Root

For other meanings of root, see Root (disambiguation).

In vascular plants, roots form the portions of a plant which generally lie below the level of the soil (cf. stem, rhizome). But this is not always characteristic for a root, since a root can also be an aerial root (i.e. entirely above the ground) or an aerating root (i.e. rises above the ground, especially above water). On the other hand, stems or leaves below ground are no exception. So, a root is better defined as a part of a plant, that bears no leaves. Therefore, it also lacks nodes.

Primary and secondary roots

The two major functions of roots are absorption and supply of water and inorganic nutrients to the plant, and its anchoring in the ground.

Roots will generally grow in any direction where the correct environment of air, nutrients and water exists that meets that plant's needs. Roots will not grow in dry soil. Over time, given the right conditions, roots can crack foundations, snap water lines, and lift sidewalks.

Remark: this article mostly discusses the roots of vascular plants. Although many algae and mosses also have some primitive water-absorption organs, the latter are hardly reminiscent of the complex structure we usually refer to by the word root.

Types of roots

Air roots in the Amazon Rainforest

See Taproot and Fibrous root system.

A true root system consists of a primary root and secondary roots (or lateral roots).

The primary root originates in the radicle of the seedling. During its growth it rebranches to form the lateral roots. Generally, two categories are recognized:

• the taproot: the primary root is prominent and has a single, dominant axis; there are fibrous secondary roots running outward.
• the primary root is not dominant : the whole root system is fibrous and branches in all directions.

Adventitous roots arise from the stem and not from another root. They usually occur in monocots and pteridophytes, but also in a few dicots, such as strawberry (Fragaria vesca) and white clover (Trifolium repens).

Specialized roots

• aerating roots (or pneumatophores): roots rising above the ground, especially above water such as in mangrovegenera (Avicennia, Sonneratia)
• aerial roots : roots entirely above the ground, such as in ivy (Hedera helix) or in epiphytic orchids. They function as prop roots or anchor roots.
• contractile roots : they pull bulbs or corms of monocots deeper in the soil through expanding radially and contracting longitudinally. They show a wrinkled surface.
• haustorial roots : roots of parasitic plants that can absorb water and nutrients from another plant, such as in mistletoe (Viscum album) and Rafflesia.
• stilt roots : these are adventitious support roots, common among mangroves. They grow down from lateral branches, branching in the soil.
• storage roots : these roots are modified for storage of nutrients, such as carrots and beets
• tubiferous roots : forms rounded knobs (tuber) for food storage, such as the potato.

Root growth

Root system

At germination, roots grow downward due to gravitropism, the growth mechanism of plants that also causes the shoot to grow upward. In some plants (such as ivy), the "root" actually clings to walls and structures; this is known as thigmotropism, or response to touch.

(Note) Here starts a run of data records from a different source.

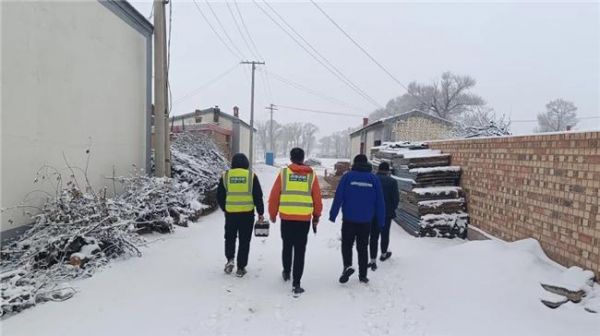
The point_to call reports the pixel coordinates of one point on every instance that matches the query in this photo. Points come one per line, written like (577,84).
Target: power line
(206,84)
(331,68)
(223,28)
(339,72)
(319,111)
(237,26)
(358,45)
(215,31)
(246,29)
(535,120)
(253,50)
(384,69)
(303,88)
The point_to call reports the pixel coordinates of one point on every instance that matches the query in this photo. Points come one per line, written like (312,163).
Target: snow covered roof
(402,116)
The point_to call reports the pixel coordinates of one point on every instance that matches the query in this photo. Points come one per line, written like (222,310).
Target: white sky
(521,54)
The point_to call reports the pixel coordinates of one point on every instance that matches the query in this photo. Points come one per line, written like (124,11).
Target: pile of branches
(80,229)
(198,164)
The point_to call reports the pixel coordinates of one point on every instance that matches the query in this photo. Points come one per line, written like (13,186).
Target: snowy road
(429,287)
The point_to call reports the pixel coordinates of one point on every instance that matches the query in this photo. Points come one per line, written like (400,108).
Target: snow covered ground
(429,287)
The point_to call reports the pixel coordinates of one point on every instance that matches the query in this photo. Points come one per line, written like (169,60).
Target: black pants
(238,224)
(385,237)
(360,233)
(295,236)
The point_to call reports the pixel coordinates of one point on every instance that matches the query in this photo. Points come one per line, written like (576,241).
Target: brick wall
(543,186)
(420,129)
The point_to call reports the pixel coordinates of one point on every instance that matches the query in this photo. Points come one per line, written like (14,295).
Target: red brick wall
(542,186)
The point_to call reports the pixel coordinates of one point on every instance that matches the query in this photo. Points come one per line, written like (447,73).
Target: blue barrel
(269,158)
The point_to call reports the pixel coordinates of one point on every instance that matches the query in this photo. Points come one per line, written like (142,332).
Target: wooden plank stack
(431,202)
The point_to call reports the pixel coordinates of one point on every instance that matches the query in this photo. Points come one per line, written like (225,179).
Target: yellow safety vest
(296,193)
(238,184)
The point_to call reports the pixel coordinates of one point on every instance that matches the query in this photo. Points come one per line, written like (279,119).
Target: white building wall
(74,77)
(354,146)
(245,140)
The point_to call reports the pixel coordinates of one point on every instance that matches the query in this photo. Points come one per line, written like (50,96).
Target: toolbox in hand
(261,229)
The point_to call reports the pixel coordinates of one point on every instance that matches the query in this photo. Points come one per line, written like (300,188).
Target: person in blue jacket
(360,197)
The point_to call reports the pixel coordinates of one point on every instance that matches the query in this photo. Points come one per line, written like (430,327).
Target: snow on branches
(82,229)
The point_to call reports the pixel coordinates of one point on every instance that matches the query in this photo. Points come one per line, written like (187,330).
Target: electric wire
(312,54)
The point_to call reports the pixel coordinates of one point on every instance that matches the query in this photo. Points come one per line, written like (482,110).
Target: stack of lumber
(390,151)
(431,202)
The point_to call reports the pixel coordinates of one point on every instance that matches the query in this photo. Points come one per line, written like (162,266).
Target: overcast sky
(521,54)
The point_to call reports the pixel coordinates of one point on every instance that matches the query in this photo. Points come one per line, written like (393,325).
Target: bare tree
(447,98)
(308,137)
(560,114)
(482,121)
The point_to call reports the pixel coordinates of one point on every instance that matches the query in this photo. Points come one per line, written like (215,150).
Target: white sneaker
(229,266)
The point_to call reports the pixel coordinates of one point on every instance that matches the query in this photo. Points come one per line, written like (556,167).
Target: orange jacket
(276,192)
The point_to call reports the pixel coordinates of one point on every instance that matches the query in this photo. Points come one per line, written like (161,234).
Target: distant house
(76,81)
(410,126)
(229,132)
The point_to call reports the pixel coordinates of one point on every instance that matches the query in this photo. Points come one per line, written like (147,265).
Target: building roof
(403,116)
(129,14)
(212,110)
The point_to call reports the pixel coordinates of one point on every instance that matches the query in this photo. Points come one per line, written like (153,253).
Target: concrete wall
(420,129)
(74,76)
(542,186)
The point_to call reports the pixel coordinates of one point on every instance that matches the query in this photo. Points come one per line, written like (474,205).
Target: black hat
(240,160)
(297,155)
(360,158)
(384,167)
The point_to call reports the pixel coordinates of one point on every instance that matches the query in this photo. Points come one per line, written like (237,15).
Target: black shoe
(348,271)
(385,256)
(229,266)
(297,290)
(241,272)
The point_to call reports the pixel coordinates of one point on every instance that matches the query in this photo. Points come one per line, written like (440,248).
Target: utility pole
(160,88)
(271,108)
(254,63)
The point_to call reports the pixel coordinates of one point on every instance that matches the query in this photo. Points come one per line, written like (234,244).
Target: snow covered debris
(437,190)
(82,229)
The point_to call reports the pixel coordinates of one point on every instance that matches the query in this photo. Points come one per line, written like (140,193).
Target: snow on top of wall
(438,203)
(420,153)
(435,169)
(403,179)
(436,190)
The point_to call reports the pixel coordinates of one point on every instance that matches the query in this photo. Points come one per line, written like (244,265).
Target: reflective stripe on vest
(238,184)
(296,193)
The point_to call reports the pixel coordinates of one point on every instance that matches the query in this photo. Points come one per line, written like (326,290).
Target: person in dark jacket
(391,197)
(238,194)
(360,197)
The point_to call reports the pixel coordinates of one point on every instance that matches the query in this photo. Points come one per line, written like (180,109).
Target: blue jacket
(360,196)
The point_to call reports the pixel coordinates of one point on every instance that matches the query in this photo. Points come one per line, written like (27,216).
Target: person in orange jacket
(296,196)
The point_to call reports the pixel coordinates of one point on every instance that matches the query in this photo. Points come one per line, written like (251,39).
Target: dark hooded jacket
(241,161)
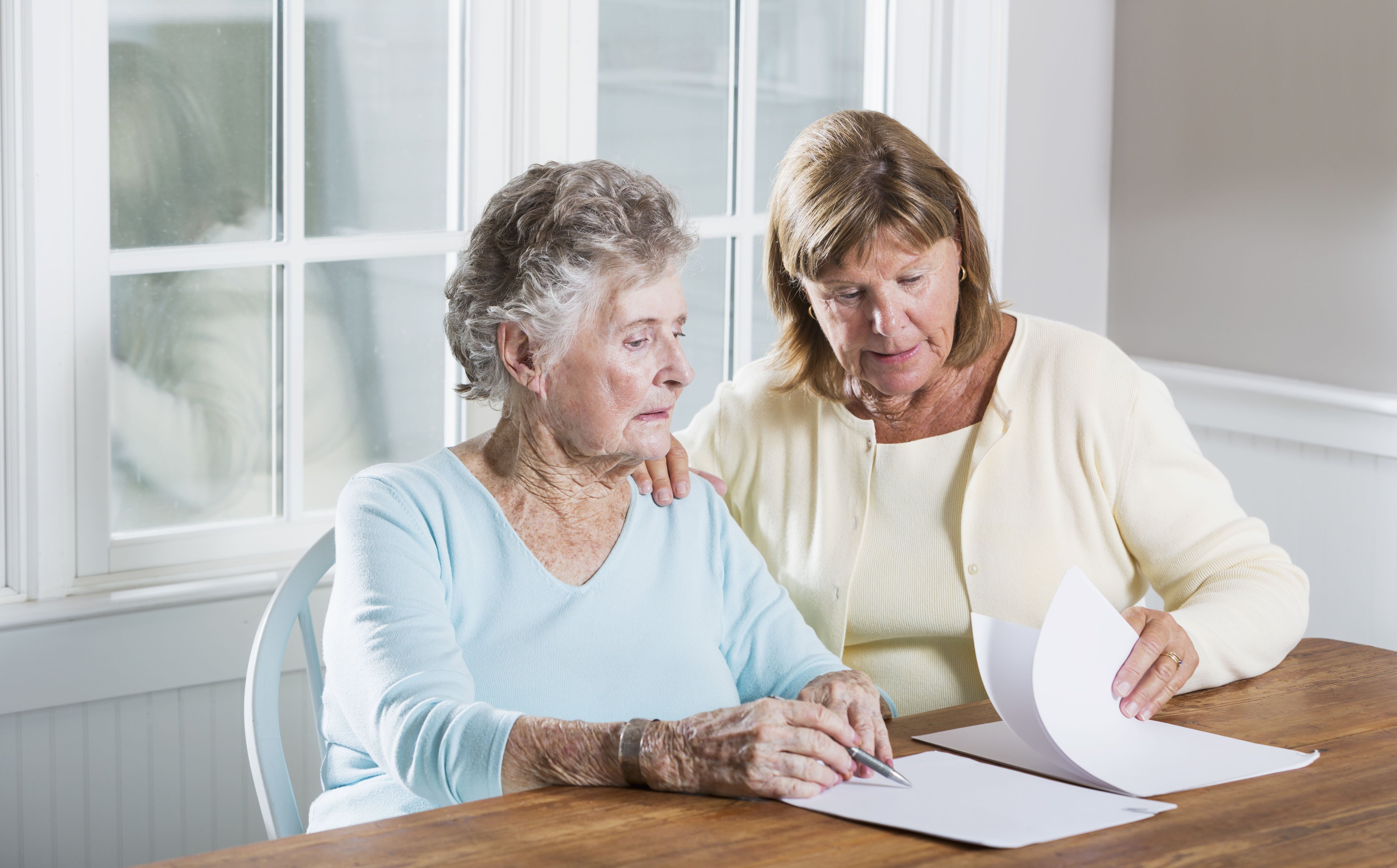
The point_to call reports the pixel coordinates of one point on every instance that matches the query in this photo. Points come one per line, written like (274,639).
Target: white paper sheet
(1062,694)
(977,803)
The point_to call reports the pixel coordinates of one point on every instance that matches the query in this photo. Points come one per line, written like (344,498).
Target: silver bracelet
(630,736)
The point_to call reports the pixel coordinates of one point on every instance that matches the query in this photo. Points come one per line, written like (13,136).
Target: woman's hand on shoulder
(1159,666)
(667,478)
(773,748)
(853,697)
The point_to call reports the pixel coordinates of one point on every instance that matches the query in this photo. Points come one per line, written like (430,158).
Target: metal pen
(878,765)
(865,758)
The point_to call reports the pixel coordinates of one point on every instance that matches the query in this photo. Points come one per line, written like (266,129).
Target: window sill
(33,613)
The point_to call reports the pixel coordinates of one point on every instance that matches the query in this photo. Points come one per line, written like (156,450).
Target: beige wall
(1254,218)
(1058,160)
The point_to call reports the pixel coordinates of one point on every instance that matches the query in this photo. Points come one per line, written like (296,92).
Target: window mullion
(875,55)
(744,178)
(292,143)
(91,317)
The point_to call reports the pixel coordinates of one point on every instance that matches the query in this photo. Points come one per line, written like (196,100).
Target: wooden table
(1335,697)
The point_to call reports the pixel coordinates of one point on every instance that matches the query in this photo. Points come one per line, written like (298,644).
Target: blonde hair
(843,180)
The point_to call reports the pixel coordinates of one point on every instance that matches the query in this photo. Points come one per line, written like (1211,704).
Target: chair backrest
(262,698)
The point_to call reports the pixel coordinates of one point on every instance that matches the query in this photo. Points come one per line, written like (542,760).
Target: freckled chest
(572,548)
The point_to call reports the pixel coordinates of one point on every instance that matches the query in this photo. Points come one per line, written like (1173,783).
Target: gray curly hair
(545,249)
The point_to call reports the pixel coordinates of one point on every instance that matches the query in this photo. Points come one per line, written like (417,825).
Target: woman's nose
(886,317)
(677,369)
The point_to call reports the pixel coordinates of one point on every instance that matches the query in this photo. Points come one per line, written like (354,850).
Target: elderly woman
(911,454)
(498,610)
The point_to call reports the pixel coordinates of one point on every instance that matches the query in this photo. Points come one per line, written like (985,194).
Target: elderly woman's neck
(527,457)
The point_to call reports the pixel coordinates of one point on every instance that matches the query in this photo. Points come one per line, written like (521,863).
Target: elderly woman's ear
(517,352)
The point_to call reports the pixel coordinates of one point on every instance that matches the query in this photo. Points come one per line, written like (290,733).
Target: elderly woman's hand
(853,697)
(775,748)
(1150,675)
(668,478)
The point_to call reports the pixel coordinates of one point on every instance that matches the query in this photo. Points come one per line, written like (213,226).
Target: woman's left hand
(853,697)
(1150,676)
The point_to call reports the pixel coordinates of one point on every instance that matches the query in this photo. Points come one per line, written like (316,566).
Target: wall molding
(1284,409)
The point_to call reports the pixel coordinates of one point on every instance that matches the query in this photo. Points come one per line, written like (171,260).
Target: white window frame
(530,95)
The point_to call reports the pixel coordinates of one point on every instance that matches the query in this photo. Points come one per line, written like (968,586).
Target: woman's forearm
(545,751)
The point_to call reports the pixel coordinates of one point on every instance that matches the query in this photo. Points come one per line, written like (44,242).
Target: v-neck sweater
(443,628)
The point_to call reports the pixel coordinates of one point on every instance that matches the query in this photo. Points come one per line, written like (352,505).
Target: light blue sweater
(443,628)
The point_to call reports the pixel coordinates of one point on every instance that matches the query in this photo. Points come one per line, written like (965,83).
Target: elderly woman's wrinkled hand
(853,697)
(1159,666)
(773,748)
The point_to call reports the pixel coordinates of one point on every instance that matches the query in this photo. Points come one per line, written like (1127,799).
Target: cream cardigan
(1082,460)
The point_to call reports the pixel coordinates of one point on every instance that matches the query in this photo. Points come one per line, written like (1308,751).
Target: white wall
(1255,193)
(1252,221)
(1058,160)
(122,729)
(142,778)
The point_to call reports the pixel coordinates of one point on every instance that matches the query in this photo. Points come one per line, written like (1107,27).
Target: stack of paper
(1052,688)
(977,803)
(1061,718)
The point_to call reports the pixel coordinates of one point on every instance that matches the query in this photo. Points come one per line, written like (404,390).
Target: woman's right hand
(667,478)
(773,748)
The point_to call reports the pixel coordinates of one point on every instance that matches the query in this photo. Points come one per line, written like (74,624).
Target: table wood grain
(1326,696)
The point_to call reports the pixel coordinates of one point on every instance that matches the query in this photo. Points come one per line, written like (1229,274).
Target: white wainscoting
(1318,464)
(136,779)
(1335,511)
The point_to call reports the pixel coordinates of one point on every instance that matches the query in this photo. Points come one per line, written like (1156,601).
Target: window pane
(376,116)
(192,122)
(375,368)
(706,292)
(765,328)
(809,65)
(663,97)
(195,397)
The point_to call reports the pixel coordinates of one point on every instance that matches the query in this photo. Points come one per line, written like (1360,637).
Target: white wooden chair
(262,701)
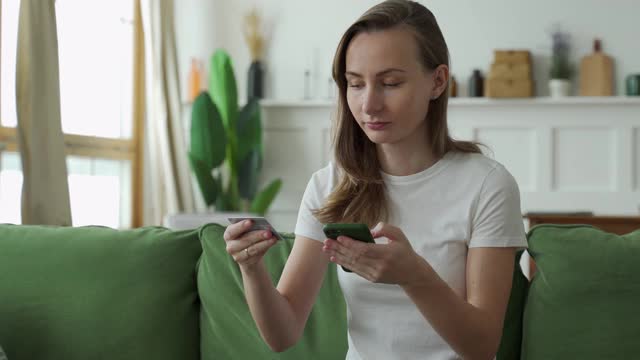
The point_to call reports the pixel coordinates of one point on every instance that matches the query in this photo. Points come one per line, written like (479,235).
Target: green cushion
(584,300)
(226,326)
(512,329)
(98,293)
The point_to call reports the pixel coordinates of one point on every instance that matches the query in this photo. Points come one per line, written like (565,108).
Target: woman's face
(388,88)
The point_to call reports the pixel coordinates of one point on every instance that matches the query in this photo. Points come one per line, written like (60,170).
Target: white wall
(306,32)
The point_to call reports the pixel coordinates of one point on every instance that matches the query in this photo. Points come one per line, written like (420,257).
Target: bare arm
(472,327)
(280,313)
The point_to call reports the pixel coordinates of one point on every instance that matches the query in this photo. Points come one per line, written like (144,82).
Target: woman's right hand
(247,248)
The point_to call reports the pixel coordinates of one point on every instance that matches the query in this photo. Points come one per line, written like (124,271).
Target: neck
(407,157)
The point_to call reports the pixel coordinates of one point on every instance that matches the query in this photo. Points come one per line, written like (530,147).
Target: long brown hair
(360,195)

Most plants experience growth only along the apical meristems; this is known as primary growth, which encompasses all vertical growth. On the other hand, secondary growth encompasses all lateral growth, a major component of woody plant tissues. Secondary growth occurs at the lateral meristems, namely the vascular cambium and cork cambium. The former forms secondary xylem and secondary phloem, while the latter forms the periderm, found only in woody plants.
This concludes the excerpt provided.